Ulrik: What happens if I create a workspace object myself? Kuba: You should not be allowed to do so. The class (constructor) should not be exported to GPI
Data
-
dir
local directory associated with the job workspace. This can be in fact a method, which dynamically discovers the directory location. The latter relates to the case of a remote workspace where the local workspace directory of a job is not necessary stay the same but rather depends on the logon computer. Kuba: so this dir would be a path to the local cache of the remote workspace, right?
-
input
an object representing input workspace,
-
output
an object representing output workspace.
The input and output workspace classes can be derived from the workspace class, so that they have all the listed above methods (including “dir”) of the workspace class.
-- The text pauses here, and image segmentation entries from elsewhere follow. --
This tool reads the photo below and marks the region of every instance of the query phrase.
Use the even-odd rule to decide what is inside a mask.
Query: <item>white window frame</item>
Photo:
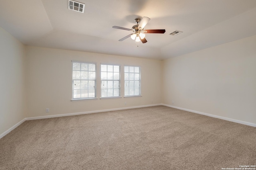
[[[124,65],[124,97],[141,97],[141,67]]]
[[[102,69],[103,66],[106,66],[106,70]],[[110,71],[109,71],[108,70],[110,68],[111,66],[113,67],[113,70],[110,69]],[[115,71],[114,70],[114,67],[116,68],[117,66],[119,67],[118,72]],[[109,63],[101,63],[101,99],[121,98],[120,92],[121,80],[120,70],[121,66],[120,65]],[[116,78],[115,77],[118,74],[119,79]],[[112,77],[112,78],[111,78],[111,77]],[[116,82],[118,83],[118,87],[116,86]],[[109,83],[110,83],[108,84]],[[116,84],[115,86],[114,85],[115,84]],[[110,84],[110,85],[109,85],[109,84]],[[112,86],[112,88],[111,86]],[[114,95],[114,92],[116,92],[117,90],[118,90],[118,95]],[[109,94],[111,93],[113,95],[109,95]]]
[[[96,76],[96,63],[92,62],[87,62],[84,61],[80,61],[72,60],[72,99],[71,101],[82,101],[82,100],[93,100],[97,99],[97,76]],[[74,64],[75,63],[78,63],[80,64],[80,67],[79,69],[76,70],[75,68],[74,68]],[[84,65],[84,66],[86,66],[86,65],[88,65],[88,67],[86,69],[83,69],[82,67],[82,64]],[[92,66],[92,68],[93,68],[93,65],[94,65],[95,70],[90,70],[89,66]],[[74,72],[76,72],[79,74],[79,72],[80,72],[80,75],[78,77],[74,77]],[[92,75],[90,76],[89,76],[89,73],[91,73]],[[84,74],[82,74],[82,73]],[[87,74],[87,76],[86,74]],[[94,82],[93,82],[94,81]],[[80,84],[80,86],[79,88],[75,88],[76,86],[76,82],[79,83]],[[83,83],[82,83],[82,82]],[[92,84],[90,85],[90,82]],[[85,87],[83,87],[82,86],[82,84],[84,84]],[[87,85],[87,86],[86,86]],[[80,88],[80,89],[79,89]],[[76,95],[79,95],[79,94],[77,94],[76,95],[75,94],[77,92],[77,91],[79,91],[80,90],[80,97],[78,97],[76,96]],[[83,93],[82,90],[84,90],[84,92]],[[90,91],[92,91],[91,92],[91,94],[94,94],[94,96],[89,96]],[[87,97],[86,97],[86,94],[87,94]]]

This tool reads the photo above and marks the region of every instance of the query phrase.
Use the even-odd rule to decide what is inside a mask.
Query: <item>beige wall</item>
[[[256,123],[256,35],[163,64],[164,104]]]
[[[160,61],[26,46],[27,117],[71,113],[161,103]],[[75,60],[97,63],[96,100],[72,102],[72,63]],[[121,96],[124,64],[141,66],[142,97],[100,100],[100,63],[121,65]],[[127,105],[124,105],[124,102]],[[46,112],[46,108],[50,112]]]
[[[0,27],[0,135],[25,117],[24,51]]]

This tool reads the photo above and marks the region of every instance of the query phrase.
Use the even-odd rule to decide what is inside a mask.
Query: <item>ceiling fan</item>
[[[165,32],[165,29],[144,29],[144,27],[148,23],[150,20],[150,19],[147,17],[144,17],[141,20],[140,18],[136,18],[135,20],[135,21],[137,24],[134,25],[131,29],[117,26],[113,26],[112,27],[117,29],[132,31],[134,32],[118,40],[119,41],[122,41],[130,37],[132,39],[135,39],[136,42],[139,42],[141,41],[142,43],[146,43],[148,41],[145,38],[145,33],[164,33]]]

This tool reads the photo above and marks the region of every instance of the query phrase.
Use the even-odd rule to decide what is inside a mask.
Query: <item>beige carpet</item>
[[[0,139],[1,170],[255,164],[256,127],[163,106],[26,121]]]

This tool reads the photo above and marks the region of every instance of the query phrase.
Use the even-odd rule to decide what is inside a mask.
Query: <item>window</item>
[[[141,96],[140,67],[124,66],[124,97]]]
[[[101,64],[101,98],[120,96],[120,66]]]
[[[72,100],[96,99],[96,64],[72,61]]]

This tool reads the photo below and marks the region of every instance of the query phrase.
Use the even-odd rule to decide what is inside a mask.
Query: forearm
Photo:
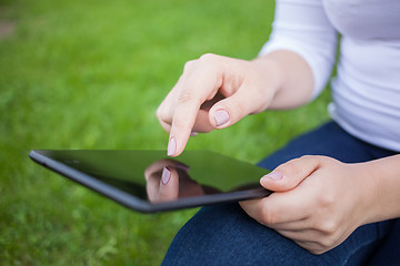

They will also have the following methods, which have to be exported to GPI:
-
listfiles()
list content of the input/output workspace,
-
peek(…)
series of peek commands,
and the methods which can stay “private”, but are necessary for the internal implementation:
-
writefile(fileobj, executable=None)
write File or FileBuffer objects to the workspace,
-
readfile(filename)
read file into FileBuffer object.
Note, if peek() method stays defined at the job level as it is now, than the peek() methods of the input/output workspace can be made “private” as well (i.e. not exported to the GPI)
Ulrik: I think they should be exported. If a job is in the completed or failed state, then j.peek() will simply refer to j.workspace.output.peek()
Examples:
-
job.workspace.dir
location of the local job workspace
-
job.workspace.output.dir
location of the local output job workspace (in current implementation it will be job.workspace.dir +”\output”
)
-
job.workspace.output.listfiles()
list files in the output workspace
-
job.workspace.output.peek()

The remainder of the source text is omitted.